(F1, D1, D3) Bound State, Its Scaling Limits and SL(2,Z) Duality

TL;DR

This paper explores the properties and dualities of the (F1, D1, D3) bound state in IIB supergravity across different scaling limits, revealing how various theories like SYM, NCSYM, and NCOS relate through SL(2,Z) transformations.

Contribution

It systematically analyzes the scaling limits of the (F1, D1, D3) bound state and demonstrates the SL(2,Z) duality relations among SYM, NCSYM, and NCOS theories.

Findings

Decoupling limits yield SYM, NCSYM, and NCOS theories.

SL(2,Z) transformations relate these theories and map NCSYM to NCOS.

The supergravity dual remains consistent across different limits.

Abstract

We discuss the properties of the bound state (F1, D1, D3) in IIB supergravity in three different scaling limits and the $SL(2,{\bf Z})$ transformation of the resulting theories. In the simple decoupling limit with finite electric and magnetic components of NS $B$ field, the worldvolume theory is the ${\cal N}$=4 super Yang-Mills (SYM) and the supergravity dual is still the $AdS_5 \times S^5$. In the large magnetic field limit with finite electric field, the theory is the noncommutative super Yang-Mills (NCSYM), and the supergravity dual is the same as that without the electric background.

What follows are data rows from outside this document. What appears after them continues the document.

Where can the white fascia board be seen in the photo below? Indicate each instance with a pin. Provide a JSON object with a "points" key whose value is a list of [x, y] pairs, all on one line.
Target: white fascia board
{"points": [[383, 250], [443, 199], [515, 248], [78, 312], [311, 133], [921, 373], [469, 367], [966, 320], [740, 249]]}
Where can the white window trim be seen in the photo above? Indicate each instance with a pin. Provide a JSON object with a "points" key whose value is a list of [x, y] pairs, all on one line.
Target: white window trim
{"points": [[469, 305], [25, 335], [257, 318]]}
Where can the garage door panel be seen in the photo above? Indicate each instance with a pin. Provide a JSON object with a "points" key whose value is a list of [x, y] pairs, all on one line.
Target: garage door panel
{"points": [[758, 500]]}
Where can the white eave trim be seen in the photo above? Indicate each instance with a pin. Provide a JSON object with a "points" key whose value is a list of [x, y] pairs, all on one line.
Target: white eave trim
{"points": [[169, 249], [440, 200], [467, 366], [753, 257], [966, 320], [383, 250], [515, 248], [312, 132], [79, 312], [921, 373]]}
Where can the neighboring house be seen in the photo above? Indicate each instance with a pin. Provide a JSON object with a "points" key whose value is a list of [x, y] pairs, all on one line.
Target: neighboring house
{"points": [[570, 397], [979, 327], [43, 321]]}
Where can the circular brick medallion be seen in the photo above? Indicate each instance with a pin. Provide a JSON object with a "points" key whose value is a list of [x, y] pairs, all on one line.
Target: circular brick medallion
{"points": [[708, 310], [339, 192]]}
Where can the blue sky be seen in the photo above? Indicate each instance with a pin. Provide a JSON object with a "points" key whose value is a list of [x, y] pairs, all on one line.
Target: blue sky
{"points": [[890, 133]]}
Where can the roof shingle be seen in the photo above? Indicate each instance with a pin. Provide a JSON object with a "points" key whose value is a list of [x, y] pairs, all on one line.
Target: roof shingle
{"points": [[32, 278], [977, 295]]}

We show how to take the decoupling limit of the closed string for the critical electric background and finite magnetic field, and that the resulting theory is the noncommutative open string (NCOS) with both space-time and space-space noncommutativities. It is shown that under the $SL(2, {\bf Z})$ transformation, the SYM becomes itself with a different coupling constant, the NCSYM is mapped to a NCOS, and the NCOS in general transforms into another NCOS and reduces to a NCSYM in a special case.